Maybe it’s a fault, but I am by nature a project-oriented photographer. You would think the Highway 89 project would have cured me of it. And I am really susceptible to envisioning complex and costly projects. I have three or four projects in various states of progress right now. All depend on things outside my control: other people’s schedules, the kindness of strangers I haven’t met yet, even the weather.
Ever since I heard Bruce talk about his project at the Moab Photo Symposium, I have been looking for my own metaphoric stretch of riverbank, something or someplace so accessible that even accounting for laziness, I will return to it often. I may have found it. It’s a rusty pile of junk. I adore rust and junk. And like my missing car keys, it was right under my nose.
Now this pile of junk has been sitting on the other side of the fence for as long as we have owned our parcel. Photog friends who visit all ask me longingly if the most prominent feature, a junked GMC truch, is mine. But I, a bred-in-the-bone respecter of private property boundaries, had not explored my neighbor’s scrap heap until I took over irrigation duties this year.

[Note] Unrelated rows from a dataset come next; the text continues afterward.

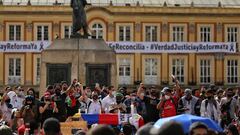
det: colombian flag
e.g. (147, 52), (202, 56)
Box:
(81, 114), (144, 129)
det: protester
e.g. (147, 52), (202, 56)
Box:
(20, 95), (37, 123)
(109, 92), (127, 113)
(0, 125), (14, 135)
(189, 122), (208, 135)
(157, 87), (178, 118)
(0, 91), (13, 125)
(78, 86), (92, 113)
(87, 91), (103, 114)
(39, 92), (58, 125)
(137, 84), (159, 123)
(65, 84), (80, 117)
(226, 124), (239, 135)
(43, 118), (62, 135)
(52, 84), (67, 122)
(87, 125), (116, 135)
(215, 88), (224, 104)
(0, 76), (240, 135)
(220, 88), (238, 127)
(200, 88), (221, 123)
(16, 86), (25, 110)
(123, 90), (139, 114)
(178, 89), (201, 116)
(102, 86), (116, 113)
(150, 121), (185, 135)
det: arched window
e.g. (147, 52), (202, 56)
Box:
(92, 23), (103, 39)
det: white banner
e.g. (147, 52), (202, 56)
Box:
(0, 41), (51, 52)
(107, 42), (236, 53)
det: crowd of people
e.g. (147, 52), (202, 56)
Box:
(0, 77), (240, 135)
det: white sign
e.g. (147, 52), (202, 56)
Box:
(107, 42), (236, 53)
(0, 41), (51, 52)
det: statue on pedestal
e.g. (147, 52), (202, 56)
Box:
(71, 0), (90, 38)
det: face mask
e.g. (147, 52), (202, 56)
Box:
(116, 100), (122, 104)
(93, 95), (98, 100)
(151, 91), (156, 96)
(207, 96), (212, 100)
(18, 91), (25, 97)
(165, 95), (170, 100)
(87, 92), (92, 98)
(55, 90), (61, 96)
(5, 99), (11, 104)
(112, 91), (116, 96)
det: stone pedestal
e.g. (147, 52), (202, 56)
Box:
(40, 39), (117, 95)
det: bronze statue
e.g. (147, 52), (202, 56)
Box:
(71, 0), (90, 38)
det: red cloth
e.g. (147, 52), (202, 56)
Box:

It turns out that the ditch we use has an easement across the adjacent parcel. And the tree that fell down took out a dang convenient bit of our shared fence. Now I have a reason to visit the junk pile at least every 5 1/2 days when it is our turn for water.
Honestly, there is no excuse not to go every day. It’s only 12 apple trees away from my front porch, and on the way to the post office and the general store, with a bakery turning out doughnuts every morning! I can bribe my inner artist with a maple bar most any day. Minor White said, “One should not only photograph things for what they are but for what else they are.” What a great way to start, asking myself what else I can see today.
Why I didn’t see it sooner, I do not know. Rusty relics fits a theme that runs through all of my work–what do we as individuals and as communities decide to keep, reinvent, or discard? Until the junkman cometh, I have a muse. Who knows where it will lead. Probably to more junk, that will be just fine.
No, the real crime is waiting for inspiration and not shooting. To paraphrase some advice from other quarters, if you are thinking about shooting some photos, then shoot some photos and think about them later.
Where can you find your 637 paces of riverbank?